After a grad student for Eric Sandvol defends a dissertation, the two will head to Turkey to meet up with other researchers deploying hundreds of small earthquake sensors in the earthquake zone for a National Science Foundation project.

Sandvol, a University of Missouri professor of geological sciences, and his grad student leave for Turkey on April 27. There, they will meet up with teams from Georgia Tech and the Scientific and Technological Research Institution of Turkey. It's Turkey's counterpart to the NSF, Sandvol said.

The small, autonomous sensors are a little bigger than a soda can. Unlike traditional seismographs, they're not required to be anchored in concrete, he said.

"These things, you just put them in the ground," Sandvol said. "You can deploy hundreds very rapidly. We will have a total of 250 of them."

The project is supported by an NSF rapid response grant.

They measure ground motion in three directions, he said.

The February earthquakes in Turkey and Syria were unusual in several ways, making them good for research, Sandvol said.

"Number one, they were really big," he said.

The East Anatolian fault, where the earthquakes occurred, is a strike-slip fault, which doesn't typically produce large-scale earthquakes. The 7.8 magnitude and 7.5 magnitude earthquakes occurred nine hours apart

"This is really big for the kind of fault it's on," Sandvol said. "That's the reason so many people lost their lives."
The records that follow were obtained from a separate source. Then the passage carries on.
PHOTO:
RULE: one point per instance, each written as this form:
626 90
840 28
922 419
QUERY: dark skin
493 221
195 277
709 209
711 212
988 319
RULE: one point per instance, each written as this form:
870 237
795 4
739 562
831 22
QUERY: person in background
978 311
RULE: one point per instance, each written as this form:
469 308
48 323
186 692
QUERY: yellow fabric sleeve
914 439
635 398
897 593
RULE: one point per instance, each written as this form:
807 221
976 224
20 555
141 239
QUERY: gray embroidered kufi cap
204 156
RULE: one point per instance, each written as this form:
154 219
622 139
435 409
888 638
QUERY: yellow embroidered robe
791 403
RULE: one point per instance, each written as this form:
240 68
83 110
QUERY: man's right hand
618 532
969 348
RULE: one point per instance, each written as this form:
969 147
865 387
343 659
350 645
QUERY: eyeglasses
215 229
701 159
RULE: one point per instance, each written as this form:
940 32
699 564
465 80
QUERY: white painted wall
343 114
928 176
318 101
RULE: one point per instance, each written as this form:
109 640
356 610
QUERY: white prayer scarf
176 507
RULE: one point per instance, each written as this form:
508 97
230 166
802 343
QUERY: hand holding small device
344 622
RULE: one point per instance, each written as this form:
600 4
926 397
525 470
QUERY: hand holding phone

Where there's a bend in the fault is where an earthquake usually stops. Not this time, he said. It continued around a bend in the fault zone into a part of Turkey that borders Syria causing more destruction in that country.

Why didn't it stop this time?

"That's one of the reasons we want to go there," Sandvol said. "It's a really interesting research question."

The second earthquake probably shouldn't be considered an aftershock, because it was nearly as strong as the first one, Sandvol said.

"It was a comparable size," he said. "Usually aftershocks are orders of magnitude smaller."

What happened in Turkey is considered a doublet, he said.

There has been enough restoration of infrastructure that the project will be safe, Sandvol said.

"Our colleagues have already been to the earthquake zone," he said.

They will be staying in a region that suffered little damage, he said.